Re: Mutt guessing wrong encoding for outgoing PDFs?

2002-09-10 Thread Brian Grayson

On Mon, Sep 09, 2002 at 09:42:21AM -0700, Michael Elkins wrote:
 Brian Grayson wrote:
I downloaded 1.4 on Friday just to see, and the same problem
  occurs.  The fundamental problem is once the CTE code sees a
  nonzero value of lobin, it goes into quoted, regardless of
  whether hibin is nonzero.  The following patch does the right
  thing for my testcase here, but I don't know if there's a good
  reason why the lobin/quotable check currently ignores whether
  there are any hibins or not.
  
After a bit of inspection, the file rep.5k has hibins and
  _no_ lobins, and hence goes properly into 8bit encoding.  But
  the file rep1k has a lobin (0x0b at offset 0x340, for example),
  so it short-circuits into quoted-printable.  Try mailing the
  base64-encoded version of that to yourself, and it should
  choose quotable, even in 1.4.
 
 Thanks for the extra info.  I looked into this more closely, and I see
 that there are a couple of factors that come into play into this
 situation.  First, I noticed that your PDF attachment was labeled
 improperly as text/plain.  This is not so bad in itself, but that
 piece of code that checks for which transfer encoding to use assumes
 that it really is text, which is a problem.  Since there was no
 extension to the file, Mutt fell back into making a guess as to whether
 or not the file was of type text/plain or appliation/octet-stream.  Mutt
 guessed text/plain because it saw only a few lobins in the file.
 However, Mutt failed to notice that there were bare CRs in the file when
 choosing the transfer encoding.  The attach patch checks info-binary
 even for the text/plain case.  I just tested this and it correctly chose
 base64 encoding for the file.

  Argggh!  I found out the fundamental problem.  It's not with
the encoding type -- quoted-printable should be fine even in
the presence of 8-bit characters (right?), except we have an Exchange
server as our mail server.  The Exchange mail server is
apparently un-encoding the quoted-printable attachment, and
then re-encoding it buggily.

  I visually verified this by telnet'ing to the SMTP port, and
cut-and-pasting a MIME mail with a quoted-printable attachment.
If I send that mail to \bgrayson, I get different results than
if the mail goes through our Exchange server.  So it appears to
me that Exchange goes into the mail message and mucks around,
and manages to also corrupt some mail while it's in there

  For example, I sent (and received from \bgrayson):
%PDF-1.2=0D%=E2=E3=CF=D3=0D=0A317 0 obj=0D =0D/Linearized 1 =0D/O 319 =0D=/H [ 
728 767 ] =0D/L 363450 =0D/E 62838 =0D/N 100 =0D/T 356991 =0D =0Dend=
obj=0D xref=0D317 16 =  

  When I let Exchange touch it, I end up with:
%PDF-1.2=0D%=E2=E3=CF=D3
317 0 obj=0D =0D/Linearized 1 =0D/O 319 =0D/H [ 728 767 ] =0D/L =
363450 =0D/E 62838 =0D/N 100 =0D/T 356991 =0D =0Dendobj=0D=

  So, for a solution, is there an easy way for me to tell mutt,
Never use quoted-printable because the world unfortunately has
Exchange servers?  Has anyone else seen this problem?

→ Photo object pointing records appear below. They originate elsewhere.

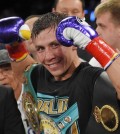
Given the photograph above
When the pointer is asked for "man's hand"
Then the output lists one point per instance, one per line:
(74, 31)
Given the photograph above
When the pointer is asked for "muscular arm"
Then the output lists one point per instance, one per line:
(114, 73)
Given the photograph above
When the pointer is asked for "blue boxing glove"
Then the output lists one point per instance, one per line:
(75, 31)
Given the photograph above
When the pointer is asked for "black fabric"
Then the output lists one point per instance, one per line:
(10, 117)
(79, 88)
(104, 94)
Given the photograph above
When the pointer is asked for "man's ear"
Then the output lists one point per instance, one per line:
(74, 47)
(53, 9)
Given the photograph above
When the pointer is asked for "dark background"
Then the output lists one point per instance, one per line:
(24, 8)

  Thanks.  And sorry about the wild goose chase -- I didn't
realize until now that quoted-printable should be able to
handle arbitrary binaries without corruption (at least I
_think_ it should be able to do so).

  (Microsoft just lost more respect from me.  Which is amazing,
since I didn't think there was any more to lose!)

  Brian



Re: Mutt guessing wrong encoding for outgoing PDFs?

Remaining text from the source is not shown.